Howie Liu believes that in the AI era, the most successful companies will collapse traditional role boundaries, requiring everyone to develop broader capabilities beyond their core specialization.

At Airtable, Liu has observed that the most effective team members are those who can cross over into adjacent disciplines. Rather than having siloed specialists, he encourages a "polymathism" where people develop minimum competency across multiple domains while maintaining depth in their primary area. This approach creates more autonomous, versatile contributors who can drive outcomes without excessive dependencies.

Liu sees this as particularly crucial for product teams, where the traditional PM-Engineer-Designer triangle is evolving. As he puts it, "As a PM you need to start looking more like a hybrid PM-prototyper who has some good design sensibilities." Engineers benefit from understanding product requirements and user needs, while designers need technical awareness to create feasible solutions.

This philosophy extends beyond product teams. In marketing, Liu encourages individuals to handle entire campaigns rather than splitting responsibilities across targeting, copy, and creative. In sales, account executives are expected to develop solution engineer capabilities, becoming fluent enough with the product to run compelling demos themselves.

The practical implication is that career development now requires intentional expansion into adjacent domains. Individual contributors should identify which complementary skills would make them more effective and invest time in developing those capabilities. For managers, this means creating learning opportunities that cross traditional boundaries and evaluating team members not just on their core specialty but on their ability to drive outcomes independently.

Liu frames this not as a threat but as an opportunity: "Everyone can learn how to be a versatile unicorn product-engineer-designer hybrid in the AI native era, and the only thing stopping you is just going out and doing it." With AI tools making learning more accessible than ever, the barriers to developing these cross-functional capabilities are lower than they've ever been.

Practical Implications

For leaders, this means rethinking how teams are structured and how work is allocated. Rather than optimizing for specialization, consider organizing around outcomes that require cross-functional capabilities. Evaluate whether your current team structure creates unnecessary handoffs that slow execution.

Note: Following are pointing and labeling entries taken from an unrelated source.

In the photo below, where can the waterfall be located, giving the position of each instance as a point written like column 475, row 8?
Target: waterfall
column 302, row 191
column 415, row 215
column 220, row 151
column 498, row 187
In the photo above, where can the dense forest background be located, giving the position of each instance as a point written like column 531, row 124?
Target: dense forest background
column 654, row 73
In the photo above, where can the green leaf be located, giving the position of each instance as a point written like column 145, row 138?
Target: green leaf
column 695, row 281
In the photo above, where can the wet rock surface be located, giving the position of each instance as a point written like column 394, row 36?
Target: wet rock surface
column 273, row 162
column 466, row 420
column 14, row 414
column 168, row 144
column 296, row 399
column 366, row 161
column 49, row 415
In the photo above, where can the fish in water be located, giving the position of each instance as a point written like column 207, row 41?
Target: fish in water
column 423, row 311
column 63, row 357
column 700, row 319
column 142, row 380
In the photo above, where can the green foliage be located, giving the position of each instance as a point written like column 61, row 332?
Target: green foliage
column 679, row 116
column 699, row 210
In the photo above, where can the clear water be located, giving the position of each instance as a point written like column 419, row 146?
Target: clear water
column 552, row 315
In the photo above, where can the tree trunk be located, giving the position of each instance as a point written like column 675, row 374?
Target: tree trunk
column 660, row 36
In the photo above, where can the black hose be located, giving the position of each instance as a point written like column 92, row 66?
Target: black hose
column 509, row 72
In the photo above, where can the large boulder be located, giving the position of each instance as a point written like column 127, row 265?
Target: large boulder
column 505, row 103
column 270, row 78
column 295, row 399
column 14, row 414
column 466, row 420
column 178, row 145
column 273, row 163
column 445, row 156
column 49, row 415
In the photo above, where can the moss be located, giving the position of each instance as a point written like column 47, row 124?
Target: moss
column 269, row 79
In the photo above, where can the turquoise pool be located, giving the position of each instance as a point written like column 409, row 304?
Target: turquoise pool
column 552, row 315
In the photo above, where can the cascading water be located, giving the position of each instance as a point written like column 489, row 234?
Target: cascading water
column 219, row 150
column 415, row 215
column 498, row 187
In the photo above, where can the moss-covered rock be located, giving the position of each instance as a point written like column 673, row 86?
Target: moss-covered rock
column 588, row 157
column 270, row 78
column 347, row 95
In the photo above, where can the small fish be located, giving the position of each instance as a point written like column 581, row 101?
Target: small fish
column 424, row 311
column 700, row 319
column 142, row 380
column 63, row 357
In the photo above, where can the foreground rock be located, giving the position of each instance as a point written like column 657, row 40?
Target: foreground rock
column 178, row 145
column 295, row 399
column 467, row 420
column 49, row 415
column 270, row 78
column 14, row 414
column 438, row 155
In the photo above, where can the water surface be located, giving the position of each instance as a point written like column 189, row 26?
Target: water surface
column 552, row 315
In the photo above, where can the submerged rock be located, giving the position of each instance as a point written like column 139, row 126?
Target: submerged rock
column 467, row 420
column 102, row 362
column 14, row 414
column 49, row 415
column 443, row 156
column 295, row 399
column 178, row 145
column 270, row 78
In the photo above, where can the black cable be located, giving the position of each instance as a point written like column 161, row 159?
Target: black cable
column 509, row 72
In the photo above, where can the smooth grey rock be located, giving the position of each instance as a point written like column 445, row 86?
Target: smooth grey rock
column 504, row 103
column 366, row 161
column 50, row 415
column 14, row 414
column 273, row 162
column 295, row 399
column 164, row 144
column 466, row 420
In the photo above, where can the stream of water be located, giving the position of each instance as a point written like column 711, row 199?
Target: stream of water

For individual contributors, this suggests investing time in adjacent skills even if they seem outside your job description. If you're a designer, learn enough about technical constraints to propose feasible solutions. If you're an engineer, develop product thinking to better understand the "why" behind requirements.

The most valuable team members in this new world won't be the deepest specialists, but those who can independently drive outcomes by drawing on a broader set of capabilities. As Liu puts it, "The ideal person may be very specialized and deep in one dimension like engineering, but they're well-rounded enough to be dangerous on the other two."